Ultimately, this complex web of lies and deceit starts to unravel setting off a catastrophic chain of events. Ali soon finds himself caught between his sense of duty to his family and following his heart.

The film is centred around the lives and families of a Melbourne mosque and poignantly focuses on the balancing act that immigrant families must carefully undertake as they attempt to 'fit in' but retain their culture.

At the same time the film deftly explores the discomfort Ali and his friends have with their parents' traditions.
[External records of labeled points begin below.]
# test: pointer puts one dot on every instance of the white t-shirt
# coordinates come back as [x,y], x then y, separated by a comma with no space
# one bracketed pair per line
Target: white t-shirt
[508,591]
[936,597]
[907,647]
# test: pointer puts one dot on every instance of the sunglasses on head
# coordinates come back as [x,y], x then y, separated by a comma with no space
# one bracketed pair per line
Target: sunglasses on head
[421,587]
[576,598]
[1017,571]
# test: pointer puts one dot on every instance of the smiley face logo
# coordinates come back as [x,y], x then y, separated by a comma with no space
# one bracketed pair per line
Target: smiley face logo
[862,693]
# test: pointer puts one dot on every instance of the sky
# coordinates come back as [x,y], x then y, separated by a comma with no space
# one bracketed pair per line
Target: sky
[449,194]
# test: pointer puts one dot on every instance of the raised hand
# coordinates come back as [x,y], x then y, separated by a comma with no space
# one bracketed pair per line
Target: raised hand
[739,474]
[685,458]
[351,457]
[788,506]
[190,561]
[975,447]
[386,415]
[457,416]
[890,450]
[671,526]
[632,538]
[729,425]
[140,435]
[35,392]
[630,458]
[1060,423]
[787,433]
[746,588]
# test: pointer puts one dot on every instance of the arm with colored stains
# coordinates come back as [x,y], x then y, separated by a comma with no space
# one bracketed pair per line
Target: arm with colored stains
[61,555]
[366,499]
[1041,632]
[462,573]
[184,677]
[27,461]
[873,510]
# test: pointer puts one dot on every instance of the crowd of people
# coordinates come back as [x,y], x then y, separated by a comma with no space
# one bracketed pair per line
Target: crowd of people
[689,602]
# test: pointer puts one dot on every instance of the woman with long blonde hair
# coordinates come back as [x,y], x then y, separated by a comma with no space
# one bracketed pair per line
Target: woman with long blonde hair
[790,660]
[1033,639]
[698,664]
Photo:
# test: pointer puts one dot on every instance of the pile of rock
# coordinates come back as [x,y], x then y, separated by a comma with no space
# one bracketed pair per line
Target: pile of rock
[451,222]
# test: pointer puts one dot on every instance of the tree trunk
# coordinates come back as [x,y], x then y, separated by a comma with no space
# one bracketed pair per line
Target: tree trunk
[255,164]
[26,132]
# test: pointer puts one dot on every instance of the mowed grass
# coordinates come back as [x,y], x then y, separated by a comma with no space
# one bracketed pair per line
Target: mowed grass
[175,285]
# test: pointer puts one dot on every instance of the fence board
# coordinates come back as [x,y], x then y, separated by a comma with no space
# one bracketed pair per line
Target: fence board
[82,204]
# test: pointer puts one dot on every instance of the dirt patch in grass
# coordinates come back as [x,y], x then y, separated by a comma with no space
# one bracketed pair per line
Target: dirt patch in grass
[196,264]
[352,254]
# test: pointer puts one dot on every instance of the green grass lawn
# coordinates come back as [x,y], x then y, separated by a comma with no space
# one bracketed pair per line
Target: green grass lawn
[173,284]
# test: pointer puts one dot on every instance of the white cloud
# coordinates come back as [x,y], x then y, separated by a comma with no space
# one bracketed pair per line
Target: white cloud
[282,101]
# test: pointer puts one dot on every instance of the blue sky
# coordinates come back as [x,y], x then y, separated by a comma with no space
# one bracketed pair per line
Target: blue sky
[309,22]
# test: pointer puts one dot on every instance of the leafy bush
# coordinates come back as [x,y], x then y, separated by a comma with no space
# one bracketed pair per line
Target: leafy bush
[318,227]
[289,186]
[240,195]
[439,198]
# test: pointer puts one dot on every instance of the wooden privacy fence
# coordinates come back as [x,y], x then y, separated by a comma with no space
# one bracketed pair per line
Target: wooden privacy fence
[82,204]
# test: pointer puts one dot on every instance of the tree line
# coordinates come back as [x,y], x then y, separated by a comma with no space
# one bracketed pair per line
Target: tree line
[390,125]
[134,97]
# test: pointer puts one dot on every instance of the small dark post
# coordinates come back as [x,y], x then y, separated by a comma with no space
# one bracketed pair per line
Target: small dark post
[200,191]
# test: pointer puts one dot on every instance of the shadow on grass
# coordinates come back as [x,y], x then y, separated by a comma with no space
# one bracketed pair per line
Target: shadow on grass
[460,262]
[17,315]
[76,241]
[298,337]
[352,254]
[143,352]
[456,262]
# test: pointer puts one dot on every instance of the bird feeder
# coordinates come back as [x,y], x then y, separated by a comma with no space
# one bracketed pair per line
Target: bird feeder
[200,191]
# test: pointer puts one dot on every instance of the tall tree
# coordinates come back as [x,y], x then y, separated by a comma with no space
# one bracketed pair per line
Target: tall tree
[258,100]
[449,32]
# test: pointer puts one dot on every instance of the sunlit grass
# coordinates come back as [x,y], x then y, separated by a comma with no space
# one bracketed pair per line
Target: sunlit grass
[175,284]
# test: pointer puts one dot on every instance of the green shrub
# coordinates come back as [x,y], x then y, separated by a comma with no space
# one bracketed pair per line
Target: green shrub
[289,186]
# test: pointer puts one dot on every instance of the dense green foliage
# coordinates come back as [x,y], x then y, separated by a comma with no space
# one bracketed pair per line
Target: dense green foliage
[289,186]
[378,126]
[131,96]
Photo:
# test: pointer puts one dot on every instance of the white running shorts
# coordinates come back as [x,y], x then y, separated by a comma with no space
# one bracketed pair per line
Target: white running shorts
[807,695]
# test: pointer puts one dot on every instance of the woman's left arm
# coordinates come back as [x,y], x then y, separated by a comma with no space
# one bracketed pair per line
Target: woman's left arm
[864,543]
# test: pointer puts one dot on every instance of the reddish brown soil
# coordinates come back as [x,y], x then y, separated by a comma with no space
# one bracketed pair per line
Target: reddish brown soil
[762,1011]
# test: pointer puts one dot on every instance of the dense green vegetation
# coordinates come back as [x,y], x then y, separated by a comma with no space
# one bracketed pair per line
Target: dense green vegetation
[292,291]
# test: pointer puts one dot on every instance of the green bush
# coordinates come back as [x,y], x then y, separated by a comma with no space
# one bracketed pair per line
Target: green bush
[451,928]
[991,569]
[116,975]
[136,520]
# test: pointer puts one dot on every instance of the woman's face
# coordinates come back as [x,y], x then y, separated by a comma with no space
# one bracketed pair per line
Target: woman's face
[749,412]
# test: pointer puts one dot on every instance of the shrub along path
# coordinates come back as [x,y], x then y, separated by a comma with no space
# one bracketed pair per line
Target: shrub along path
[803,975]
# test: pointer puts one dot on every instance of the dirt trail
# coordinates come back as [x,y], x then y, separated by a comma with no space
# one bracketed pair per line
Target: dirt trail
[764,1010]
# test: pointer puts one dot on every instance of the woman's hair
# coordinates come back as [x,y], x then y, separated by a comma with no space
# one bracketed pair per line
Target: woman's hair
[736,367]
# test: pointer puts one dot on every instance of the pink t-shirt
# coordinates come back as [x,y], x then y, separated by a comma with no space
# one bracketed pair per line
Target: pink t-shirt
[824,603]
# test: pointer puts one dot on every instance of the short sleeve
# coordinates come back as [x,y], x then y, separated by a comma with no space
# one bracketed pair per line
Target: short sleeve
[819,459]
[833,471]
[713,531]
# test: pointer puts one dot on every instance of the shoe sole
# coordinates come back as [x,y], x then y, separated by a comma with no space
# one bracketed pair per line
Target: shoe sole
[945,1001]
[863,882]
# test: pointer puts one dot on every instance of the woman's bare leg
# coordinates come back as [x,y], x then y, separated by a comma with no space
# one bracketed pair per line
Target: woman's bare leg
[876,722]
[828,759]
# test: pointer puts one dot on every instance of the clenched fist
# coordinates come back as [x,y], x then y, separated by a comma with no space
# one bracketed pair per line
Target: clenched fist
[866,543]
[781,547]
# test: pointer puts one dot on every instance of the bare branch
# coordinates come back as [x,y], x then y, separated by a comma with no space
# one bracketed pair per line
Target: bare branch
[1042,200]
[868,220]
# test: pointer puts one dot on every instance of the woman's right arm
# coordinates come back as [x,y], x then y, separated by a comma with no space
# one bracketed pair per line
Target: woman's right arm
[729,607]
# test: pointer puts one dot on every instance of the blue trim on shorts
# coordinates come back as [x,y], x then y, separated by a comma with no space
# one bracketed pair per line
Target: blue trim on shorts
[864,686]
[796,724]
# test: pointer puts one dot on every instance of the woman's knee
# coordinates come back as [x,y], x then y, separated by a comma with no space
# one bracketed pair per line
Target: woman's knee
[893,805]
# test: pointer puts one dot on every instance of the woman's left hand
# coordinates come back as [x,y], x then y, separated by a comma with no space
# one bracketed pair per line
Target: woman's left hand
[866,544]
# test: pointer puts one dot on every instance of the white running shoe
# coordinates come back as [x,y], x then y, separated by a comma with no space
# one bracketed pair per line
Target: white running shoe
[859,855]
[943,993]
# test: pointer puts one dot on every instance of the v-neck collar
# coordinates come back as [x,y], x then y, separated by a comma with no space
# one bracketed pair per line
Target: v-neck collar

Questioning - and sometimes rejecting - the 'old way' while being respectful of them.

In this sense Ali's Wedding speaks to all cultures: as the younger generation undertakes its rite of passage and in doing so questions the accepted traditions.

As well, telling lies to family members so as not to hurt their feelings is universal and we can all readily share in Ali's pain, especially as Ali's lie begins to expand.

Ali's Wedding will have you with a grin on your face for most of the time but there are also tender moments.

The script is incisive and outstandingly nuanced delivering a cleverly constructed comedy that tugs at the heartstrings as it touches the funny bone.

It has the correct balance between comedic energy and realistic pathos. For example, at one stage Ali exhorts Dianne to run away with him to America. 'Hollywood always needs people like us to play terrorists!' he eagerly argues.

At the core of what makes Ali's Wedding a standout is the relationship between the characters and the realism this engenders as they wrestle with the vagaries of the human condition.

Ali's Wedding - the first Muslim romantic-comedy - is irreverent and warm-hearted.

It is an affectionate and entertaining story of love and duty, which will touch the heart of all those who see it.